Other patents include EMF devices for tissue repair at 0.05–0.5 gauss, triggering faster healing in mammals. NASA’s Johnson Space Center invented a PEMF device to regenerate cartilage non‑invasively.
One patent uses magnetic bone cement with nanoparticles for targeted hyperthermia, heating up and killing bone‑cancer cells. MagForce in Europe has clinical approval and is FDA-pending for iron‑oxide nanoparticle hyperthermia, actively treating tumors with magnetic heat.
That magnetic blanket? Not just fluff, it’s a low-grade EMF sleeve at work. And patents tell you there’s science behind it. But that’s not what they want you focused on. No, they want you hooked on monthly refills and insurance deductibles.
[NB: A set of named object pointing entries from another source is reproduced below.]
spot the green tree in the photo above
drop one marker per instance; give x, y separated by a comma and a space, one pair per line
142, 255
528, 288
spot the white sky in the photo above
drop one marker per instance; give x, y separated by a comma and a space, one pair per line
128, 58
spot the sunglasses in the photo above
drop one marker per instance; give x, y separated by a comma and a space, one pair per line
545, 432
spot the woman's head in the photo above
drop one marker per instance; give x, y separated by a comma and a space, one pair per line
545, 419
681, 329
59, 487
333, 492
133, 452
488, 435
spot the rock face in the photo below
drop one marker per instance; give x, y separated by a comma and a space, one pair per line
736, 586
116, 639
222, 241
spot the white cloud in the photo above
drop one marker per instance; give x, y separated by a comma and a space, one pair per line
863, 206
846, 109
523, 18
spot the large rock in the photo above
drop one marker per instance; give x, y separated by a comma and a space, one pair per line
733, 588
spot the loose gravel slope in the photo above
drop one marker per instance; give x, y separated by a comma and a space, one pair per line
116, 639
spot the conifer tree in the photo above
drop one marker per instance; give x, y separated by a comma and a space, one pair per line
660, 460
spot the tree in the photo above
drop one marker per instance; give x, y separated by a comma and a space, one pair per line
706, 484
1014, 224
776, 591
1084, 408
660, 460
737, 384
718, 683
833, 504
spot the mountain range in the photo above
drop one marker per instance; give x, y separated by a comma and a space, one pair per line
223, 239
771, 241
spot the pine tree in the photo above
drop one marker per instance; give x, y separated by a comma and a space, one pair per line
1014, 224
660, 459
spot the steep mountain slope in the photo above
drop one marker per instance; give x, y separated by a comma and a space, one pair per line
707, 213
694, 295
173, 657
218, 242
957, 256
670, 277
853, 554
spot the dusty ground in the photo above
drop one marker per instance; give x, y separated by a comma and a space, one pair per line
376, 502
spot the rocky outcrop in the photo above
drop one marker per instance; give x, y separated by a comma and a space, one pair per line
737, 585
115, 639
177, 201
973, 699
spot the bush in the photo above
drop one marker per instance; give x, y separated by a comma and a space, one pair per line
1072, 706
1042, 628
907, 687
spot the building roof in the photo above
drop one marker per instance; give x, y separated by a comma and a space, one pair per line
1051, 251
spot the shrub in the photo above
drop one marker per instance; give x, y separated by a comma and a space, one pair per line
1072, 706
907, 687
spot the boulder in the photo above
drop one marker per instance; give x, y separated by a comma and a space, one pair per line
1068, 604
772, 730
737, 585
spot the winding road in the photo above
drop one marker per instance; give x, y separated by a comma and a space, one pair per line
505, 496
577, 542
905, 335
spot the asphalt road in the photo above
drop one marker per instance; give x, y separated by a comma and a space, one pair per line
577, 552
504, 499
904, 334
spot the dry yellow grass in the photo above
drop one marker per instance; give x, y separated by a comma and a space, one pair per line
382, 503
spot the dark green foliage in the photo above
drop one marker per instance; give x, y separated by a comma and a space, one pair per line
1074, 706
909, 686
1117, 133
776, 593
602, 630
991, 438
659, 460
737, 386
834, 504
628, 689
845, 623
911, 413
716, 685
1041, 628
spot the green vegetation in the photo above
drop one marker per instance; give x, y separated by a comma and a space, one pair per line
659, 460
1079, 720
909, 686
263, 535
Why You’ll Never Hear This on the Evening News
Here’s why none of this is mainstream: if folks figured out how to handle kidney stones, gallstones, Alzheimer’s, cancer, and chronic infections on their own, the whole medical industry would take a financial nosedive. Hospitals would empty. Oncologists would be forced to find honest work. Drug reps would need a new script to sell. And the pension problem governments fear would get a whole lot worse because, brace yourself, people might live longer than 65. You think they want that? They don’t even want you thinking about that. So, they bury it. Carb-loaded processed lunch, handful of pills, repeat.
What You Can Actually Do
Now, don’t go getting mad unless you’re going to do something with it. Because out of all the people who read this, only a sliver of you will make a change. But if you’re one of the few who’s ready to take control of your health and give your body a fighting chance, start simple.
If you’re not just reading, you’re acting, here’s your starter kit:
- Support your gut: feed it Oxalobacter formigenes and its microbial friends. Probiotic, fermented foods—and most importantly, avoid antibiotics unless absolutely necessary.
- Colloidal silver: yes, still worth a daily splash. It’s not about a miracle; it’s about tipping the microbial balance.
- Try PEMF or magnetic blankets. Science is behind them. Look for those 0.05–0.5 gauss sleeves or NASA-style PEMF pads.
- Question aggressively. Ask your doctor: “What about nanobacteria? What about bacterial Alzheimer’s? What about magnetic therapy?” Keep them honest.
Don’t be afraid to ask your health provider the weird questions. Some of the greatest health truths on Earth were once considered “impossible.” Like a living microbe hiding in a kidney stone. Or the idea that your body might know what it’s doing better than a billion-dollar industry.
Stay skeptical. Stay curious. And whatever you do, don’t wait for permission to get well.